A noi cittadini nella contemporaneità, come scrivevo poc’anzi, a noi che siamo confinati nelle fatiche della vita degli uffici, dei timori, delle invidie, delle file, degli amori infelici e di tante altre eventualità avverse, la foto di Houdini presenta un prontuario di suggerimenti ed escamotage per una fuga entusiasmante. Anche noi siamo sottoposti a falsità non meno terrificanti di quelle dei medium di un tempo. Sotto l’effetto dei guastatori del buonumore abbiamo finito col credere a una serie di superstizioni: che l’economia sia ineluttabilmente in crisi, che i tagli alla cultura siano inevitabili, che la restrizione dei salari non possa essere evitata; abbiamo finito col farci convincere che i nostri sogni possano (o debbano!) essere sostituiti con un abbonamento alla tivvù via cavo, che si viaggia solo per lavoro o per vacanza, che la sauna va fatta dopo la palestra, che il fumo faccia male ma i biscotti del supermercato no, che chi pensa è pretestuoso, che l’abito forse non fa il monaco ma i clic invece sì e che, insomma, non è il caso di chiedere troppo, non si può spendere meno, non c’è modo di avere più tempo, e con tutti gli arretrati da smaltire non è neanche il caso di stare troppo a fare l’amore!

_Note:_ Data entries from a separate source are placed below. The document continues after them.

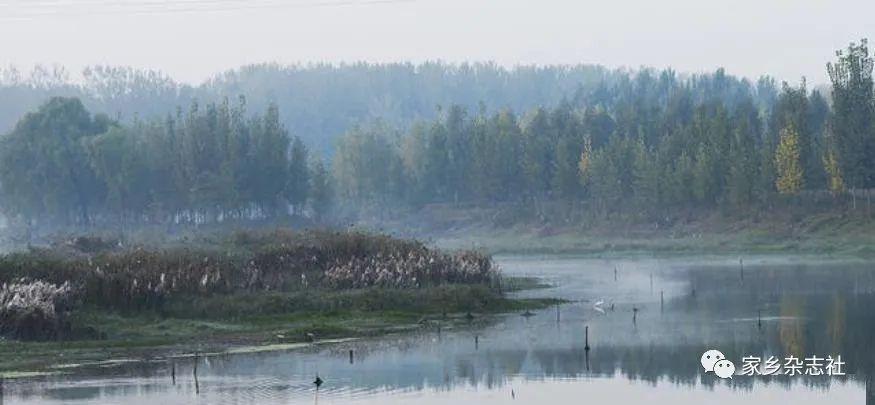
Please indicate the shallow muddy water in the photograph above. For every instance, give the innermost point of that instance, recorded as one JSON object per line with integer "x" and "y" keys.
{"x": 649, "y": 321}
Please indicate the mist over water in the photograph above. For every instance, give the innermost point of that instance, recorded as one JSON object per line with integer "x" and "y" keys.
{"x": 646, "y": 348}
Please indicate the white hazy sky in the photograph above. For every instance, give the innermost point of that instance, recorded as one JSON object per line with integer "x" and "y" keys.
{"x": 193, "y": 39}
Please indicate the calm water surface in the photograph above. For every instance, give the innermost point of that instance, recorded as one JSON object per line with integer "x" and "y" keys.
{"x": 656, "y": 318}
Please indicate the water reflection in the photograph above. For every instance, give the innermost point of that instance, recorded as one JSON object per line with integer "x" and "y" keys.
{"x": 656, "y": 319}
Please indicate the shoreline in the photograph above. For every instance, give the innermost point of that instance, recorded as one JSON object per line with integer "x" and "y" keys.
{"x": 250, "y": 335}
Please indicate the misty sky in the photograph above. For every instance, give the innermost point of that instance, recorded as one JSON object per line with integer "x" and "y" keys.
{"x": 193, "y": 39}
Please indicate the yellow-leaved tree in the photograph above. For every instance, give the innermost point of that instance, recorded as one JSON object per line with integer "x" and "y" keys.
{"x": 787, "y": 163}
{"x": 834, "y": 171}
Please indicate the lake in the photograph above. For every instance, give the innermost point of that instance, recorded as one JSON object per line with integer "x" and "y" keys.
{"x": 649, "y": 321}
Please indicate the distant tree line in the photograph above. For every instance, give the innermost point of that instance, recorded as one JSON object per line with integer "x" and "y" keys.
{"x": 649, "y": 143}
{"x": 63, "y": 166}
{"x": 317, "y": 102}
{"x": 645, "y": 142}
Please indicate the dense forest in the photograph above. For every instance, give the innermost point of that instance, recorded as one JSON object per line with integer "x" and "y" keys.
{"x": 592, "y": 141}
{"x": 316, "y": 102}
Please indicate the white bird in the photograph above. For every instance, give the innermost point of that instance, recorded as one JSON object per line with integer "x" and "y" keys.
{"x": 598, "y": 306}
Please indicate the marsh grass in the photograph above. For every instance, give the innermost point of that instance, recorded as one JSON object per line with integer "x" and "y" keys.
{"x": 245, "y": 276}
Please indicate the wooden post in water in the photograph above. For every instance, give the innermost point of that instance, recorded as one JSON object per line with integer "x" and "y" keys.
{"x": 197, "y": 387}
{"x": 586, "y": 339}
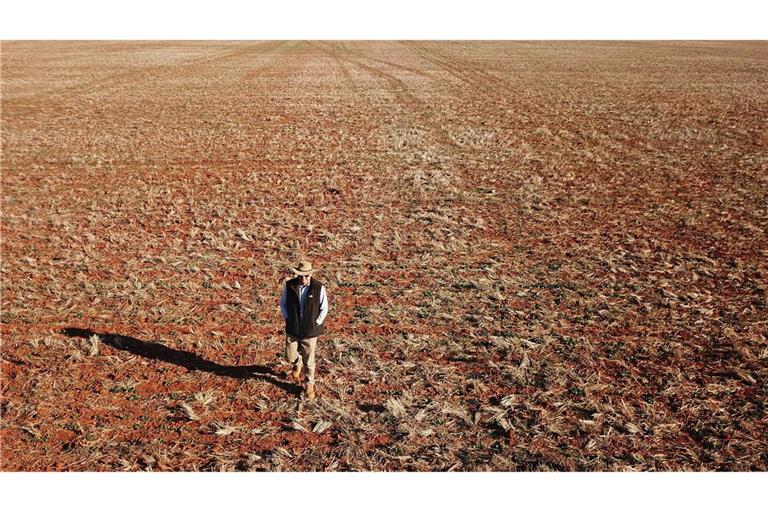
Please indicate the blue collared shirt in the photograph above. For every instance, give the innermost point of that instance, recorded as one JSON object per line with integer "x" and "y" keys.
{"x": 303, "y": 300}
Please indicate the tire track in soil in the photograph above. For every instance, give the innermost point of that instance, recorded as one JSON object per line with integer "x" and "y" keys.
{"x": 406, "y": 99}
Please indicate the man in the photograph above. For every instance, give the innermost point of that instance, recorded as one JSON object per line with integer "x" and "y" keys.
{"x": 304, "y": 304}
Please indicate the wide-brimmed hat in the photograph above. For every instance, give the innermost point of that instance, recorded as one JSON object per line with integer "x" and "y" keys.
{"x": 304, "y": 268}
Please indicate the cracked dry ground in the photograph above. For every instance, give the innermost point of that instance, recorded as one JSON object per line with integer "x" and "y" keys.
{"x": 539, "y": 255}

Prendendo per vere simili «ectoplasmatiche» invenzioni dell’era contemporanea abbiamo smesso di credere nella possibilità di compiere l’impossibile. La foto di Houdini è dunque un invito all’uscita. Perché non appena distratta la mente dalle falsità che ci ingannano ogni giorno, ci sembrerà all’improvviso facile trovare la nostra manovra, la nostra personale sequenza, quell’elegante ventaglio di gesti dietro al quale sfilarci di dosso, con allegria ed emozione, l’asfissiante grigiore di una quotidianità spacciata come unica e ineluttabile.